Show relationships between variables.

Scatter Plot

# Basic scatter plot
sns.scatterplot(data=tips, x='total_bill', y='tip')

# Multiple categories with color
sns.scatterplot(data=tips, x='total_bill', y='tip', hue='time')

# Size by variable
sns.scatterplot(data=tips, x='total_bill', y='tip', size='size')

# Style by variable
sns.scatterplot(data=tips, x='total_bill', y='tip', style='time')

# Combine all aesthetics
sns.scatterplot(data=tips, x='total_bill', y='tip', 
                hue='time', size='size', style='sex')

# Custom palette
sns.scatterplot(data=tips, x='total_bill', y='tip', 
                hue='time', palette='Set2')

Line Plot

# Basic line plot
data = pd.DataFrame({
    'time': range(100),
    'value': np.cumsum(np.random.randn(100))
})
sns.lineplot(data=data, x='time', y='value')

# Multiple lines
sns.lineplot(data=tips, x='size', y='total_bill', hue='time')

# Confidence interval
sns.lineplot(data=tips, x='size', y='total_bill', ci='sd')

# Multiple estimators
sns.lineplot(data=tips, x='size', y='total_bill', estimator=np.median)

Relational Plot (relplot)

# Figure-level scatter plot
sns.relplot(data=tips, x='total_bill', y='tip', hue='time')

# Multiple plots
sns.relplot(data=tips, x='total_bill', y='tip', col='time', row='sex')

# Line plot
sns.relplot(data=tips, x='size', y='total_bill', kind='line')

# Faceted plots
sns.relplot(data=tips, x='total_bill', y='tip', 
            col='time', hue='smoker', style='sex')

Matrix Plots

Visualize matrices and correlations.

Heatmap

# Correlation matrix
corr = tips.corr(numeric_only=True)
sns.heatmap(corr)

# With annotations
sns.heatmap(corr, annot=True, fmt='.2f')

# Custom color map
sns.heatmap(corr, cmap='coolwarm', center=0)

# Square cells
sns.heatmap(corr, square=True, linewidths=1)

# Pivot table heatmap
pivot = tips.pivot_table(values='tip', index='day', columns='time')
sns.heatmap(pivot, annot=True)

Cluster Map

# Hierarchical clustering
iris_data = iris.drop('species', axis=1)
sns.clustermap(iris_data.corr())

# Custom clustering
sns.clustermap(iris_data.T, method='average', metric='euclidean',
               cmap='viridis', standard_scale=1)

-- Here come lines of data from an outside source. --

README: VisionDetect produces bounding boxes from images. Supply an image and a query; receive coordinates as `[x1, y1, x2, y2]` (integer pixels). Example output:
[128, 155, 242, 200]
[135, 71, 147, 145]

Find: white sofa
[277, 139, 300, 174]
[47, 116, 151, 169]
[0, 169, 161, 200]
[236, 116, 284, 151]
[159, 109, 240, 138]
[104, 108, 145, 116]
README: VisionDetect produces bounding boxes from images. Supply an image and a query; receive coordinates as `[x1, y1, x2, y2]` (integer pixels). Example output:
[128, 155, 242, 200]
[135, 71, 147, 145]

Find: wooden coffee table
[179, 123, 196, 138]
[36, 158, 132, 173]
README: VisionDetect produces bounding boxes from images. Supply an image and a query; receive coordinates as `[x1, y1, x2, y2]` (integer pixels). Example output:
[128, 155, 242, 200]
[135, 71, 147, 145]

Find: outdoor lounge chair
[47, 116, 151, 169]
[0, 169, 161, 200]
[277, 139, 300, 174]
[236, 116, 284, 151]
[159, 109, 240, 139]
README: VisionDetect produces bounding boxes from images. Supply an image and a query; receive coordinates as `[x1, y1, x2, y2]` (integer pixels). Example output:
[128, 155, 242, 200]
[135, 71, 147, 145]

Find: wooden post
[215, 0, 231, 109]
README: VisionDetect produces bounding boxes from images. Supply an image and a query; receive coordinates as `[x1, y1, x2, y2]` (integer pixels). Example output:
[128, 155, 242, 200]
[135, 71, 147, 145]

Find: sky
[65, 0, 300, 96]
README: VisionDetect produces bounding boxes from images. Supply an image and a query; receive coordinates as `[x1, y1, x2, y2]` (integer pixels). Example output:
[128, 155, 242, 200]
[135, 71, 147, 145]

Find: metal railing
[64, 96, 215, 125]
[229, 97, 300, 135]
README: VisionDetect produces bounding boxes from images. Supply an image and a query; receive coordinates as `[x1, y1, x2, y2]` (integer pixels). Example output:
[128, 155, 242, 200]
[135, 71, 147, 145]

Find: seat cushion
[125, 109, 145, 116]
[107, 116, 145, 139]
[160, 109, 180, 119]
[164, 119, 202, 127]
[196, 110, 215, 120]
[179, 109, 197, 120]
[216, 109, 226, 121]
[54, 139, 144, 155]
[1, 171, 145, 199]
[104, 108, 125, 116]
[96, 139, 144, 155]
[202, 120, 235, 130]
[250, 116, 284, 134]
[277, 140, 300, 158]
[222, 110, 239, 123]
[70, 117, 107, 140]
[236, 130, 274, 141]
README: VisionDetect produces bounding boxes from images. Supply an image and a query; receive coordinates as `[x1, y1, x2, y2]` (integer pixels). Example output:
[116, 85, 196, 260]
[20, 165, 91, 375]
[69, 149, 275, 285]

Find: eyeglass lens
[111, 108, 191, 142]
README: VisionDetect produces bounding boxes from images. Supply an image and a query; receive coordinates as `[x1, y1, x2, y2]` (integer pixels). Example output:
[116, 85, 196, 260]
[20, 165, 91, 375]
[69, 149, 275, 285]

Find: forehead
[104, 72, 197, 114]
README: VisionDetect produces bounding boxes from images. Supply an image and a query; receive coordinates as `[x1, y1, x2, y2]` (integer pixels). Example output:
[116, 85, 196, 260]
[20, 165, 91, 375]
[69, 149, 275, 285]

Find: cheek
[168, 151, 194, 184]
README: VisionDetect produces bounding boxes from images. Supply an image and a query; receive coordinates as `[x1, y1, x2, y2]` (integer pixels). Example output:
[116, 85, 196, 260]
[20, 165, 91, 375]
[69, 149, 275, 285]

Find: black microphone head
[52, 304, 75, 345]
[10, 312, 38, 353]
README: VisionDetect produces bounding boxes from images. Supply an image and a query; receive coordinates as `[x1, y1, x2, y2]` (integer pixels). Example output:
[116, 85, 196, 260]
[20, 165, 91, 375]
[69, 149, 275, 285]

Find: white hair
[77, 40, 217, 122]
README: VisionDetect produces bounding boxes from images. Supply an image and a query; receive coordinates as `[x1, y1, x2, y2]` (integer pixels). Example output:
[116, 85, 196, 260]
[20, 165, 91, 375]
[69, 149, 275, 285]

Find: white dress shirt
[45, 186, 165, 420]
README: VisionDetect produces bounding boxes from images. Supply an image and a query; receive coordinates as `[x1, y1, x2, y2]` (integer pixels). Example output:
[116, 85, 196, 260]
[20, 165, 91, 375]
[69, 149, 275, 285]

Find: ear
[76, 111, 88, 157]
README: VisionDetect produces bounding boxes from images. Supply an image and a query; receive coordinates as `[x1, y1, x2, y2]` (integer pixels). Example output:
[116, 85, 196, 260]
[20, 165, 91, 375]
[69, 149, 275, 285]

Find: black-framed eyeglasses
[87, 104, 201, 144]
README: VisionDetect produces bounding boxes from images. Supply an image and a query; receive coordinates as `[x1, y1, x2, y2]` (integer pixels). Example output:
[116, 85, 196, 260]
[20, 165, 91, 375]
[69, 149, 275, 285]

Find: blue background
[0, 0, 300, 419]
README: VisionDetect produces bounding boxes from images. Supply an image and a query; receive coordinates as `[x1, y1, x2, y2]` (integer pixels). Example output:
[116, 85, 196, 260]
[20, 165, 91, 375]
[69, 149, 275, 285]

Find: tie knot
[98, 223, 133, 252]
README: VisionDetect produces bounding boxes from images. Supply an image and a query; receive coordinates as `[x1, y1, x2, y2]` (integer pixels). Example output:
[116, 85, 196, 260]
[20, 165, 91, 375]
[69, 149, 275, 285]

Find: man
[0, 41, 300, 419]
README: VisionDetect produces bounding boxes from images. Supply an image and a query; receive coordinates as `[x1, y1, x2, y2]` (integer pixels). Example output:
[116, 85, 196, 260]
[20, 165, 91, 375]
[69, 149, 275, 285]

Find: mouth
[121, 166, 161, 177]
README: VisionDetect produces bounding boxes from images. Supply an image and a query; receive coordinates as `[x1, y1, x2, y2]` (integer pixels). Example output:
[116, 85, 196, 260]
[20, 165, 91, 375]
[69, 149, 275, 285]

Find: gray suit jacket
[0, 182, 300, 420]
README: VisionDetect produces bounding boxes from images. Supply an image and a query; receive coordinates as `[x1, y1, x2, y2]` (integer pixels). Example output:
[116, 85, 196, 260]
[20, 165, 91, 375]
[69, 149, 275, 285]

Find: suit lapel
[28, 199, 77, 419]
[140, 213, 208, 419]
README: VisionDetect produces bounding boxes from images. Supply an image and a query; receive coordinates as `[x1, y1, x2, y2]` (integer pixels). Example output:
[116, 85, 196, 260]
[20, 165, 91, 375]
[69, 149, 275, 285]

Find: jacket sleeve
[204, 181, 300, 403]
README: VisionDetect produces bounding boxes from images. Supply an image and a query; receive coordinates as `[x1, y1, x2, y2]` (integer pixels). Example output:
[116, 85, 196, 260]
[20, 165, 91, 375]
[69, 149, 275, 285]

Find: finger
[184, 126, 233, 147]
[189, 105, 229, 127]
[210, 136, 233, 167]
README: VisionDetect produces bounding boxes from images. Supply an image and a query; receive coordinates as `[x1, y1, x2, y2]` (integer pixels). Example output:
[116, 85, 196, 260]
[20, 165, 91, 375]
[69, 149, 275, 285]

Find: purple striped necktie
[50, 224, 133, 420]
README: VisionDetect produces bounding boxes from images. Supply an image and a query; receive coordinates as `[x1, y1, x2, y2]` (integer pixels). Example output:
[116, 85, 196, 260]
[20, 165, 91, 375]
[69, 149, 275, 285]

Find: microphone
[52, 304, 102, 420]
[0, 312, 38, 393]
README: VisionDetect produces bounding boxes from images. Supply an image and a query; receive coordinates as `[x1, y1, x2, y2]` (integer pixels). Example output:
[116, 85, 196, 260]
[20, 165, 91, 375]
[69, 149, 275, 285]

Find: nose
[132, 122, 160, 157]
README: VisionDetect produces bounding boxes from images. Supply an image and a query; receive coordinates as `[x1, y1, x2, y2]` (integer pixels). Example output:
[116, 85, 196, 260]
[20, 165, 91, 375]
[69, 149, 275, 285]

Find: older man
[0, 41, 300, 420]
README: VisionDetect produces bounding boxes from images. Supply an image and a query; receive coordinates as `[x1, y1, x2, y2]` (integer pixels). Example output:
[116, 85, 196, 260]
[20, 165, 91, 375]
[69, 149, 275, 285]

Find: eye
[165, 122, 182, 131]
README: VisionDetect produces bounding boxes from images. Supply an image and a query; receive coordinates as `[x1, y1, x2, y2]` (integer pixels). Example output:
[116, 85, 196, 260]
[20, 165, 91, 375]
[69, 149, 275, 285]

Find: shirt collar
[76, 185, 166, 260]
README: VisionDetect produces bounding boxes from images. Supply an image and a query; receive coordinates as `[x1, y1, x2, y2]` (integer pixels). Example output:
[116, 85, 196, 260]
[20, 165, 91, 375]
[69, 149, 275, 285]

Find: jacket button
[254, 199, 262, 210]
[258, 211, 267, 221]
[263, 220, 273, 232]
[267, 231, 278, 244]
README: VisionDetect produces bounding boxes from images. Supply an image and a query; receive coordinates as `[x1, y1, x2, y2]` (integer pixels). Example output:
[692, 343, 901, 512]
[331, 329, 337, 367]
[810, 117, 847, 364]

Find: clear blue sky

# No row/column dendrogram
sns.clustermap(iris_data.corr(), row_cluster=False, col_cluster=False)

Pair Plots

Visualize pairwise relationships in a dataset.

Basic Pair Plot

# All pairwise relationships
sns.pairplot(iris)

# Colored by category
sns.pairplot(iris, hue='species')

# Custom plot types
sns.pairplot(iris, hue='species', diag_kind='kde')

# Subset of variables
sns.pairplot(iris, vars=['sepal_length', 'sepal_width'], hue='species')

Pair Grid

More control over pair plots:

# Create grid
g = sns.PairGrid(iris, hue='species')

# Map different plots
g.map_upper(sns.scatterplot)
g.map_lower(sns.kdeplot)
g.map_diag(sns.histplot)
g.add_legend()

# Custom mapping
g = sns.PairGrid(iris)
g.map_diag(plt.hist)
g.map_offdiag(plt.scatter)

Joint Plots

Combine bivariate and univariate plots.

# Basic joint plot
sns.jointplot(data=tips, x='total_bill', y='tip')

# Hexbin
sns.jointplot(data=tips, x='total_bill', y='tip', kind='hex')

# KDE
sns.jointplot(data=tips, x='total_bill', y='tip', kind='kde')

# Regression
sns.jointplot(data=tips, x='total_bill', y='tip', kind='reg')

# Multiple categories
sns.jointplot(data=tips, x='total_bill', y='tip', hue='time')

Multi-Plot Grids

Create complex multi-plot layouts.

FacetGrid

# Create grid
g = sns.FacetGrid(tips, col='time', row='sex')
g.map(sns.scatterplot, 'total_bill', 'tip')

# With categories
g = sns.FacetGrid(tips, col='time', hue='smoker')
g.map(sns.scatterplot, 'total_bill', 'tip')
g.add_legend()

# Custom layout
g = sns.FacetGrid(tips, col='day', col_wrap=2, height=3)
g.map(sns.histplot, 'total_bill', kde=True)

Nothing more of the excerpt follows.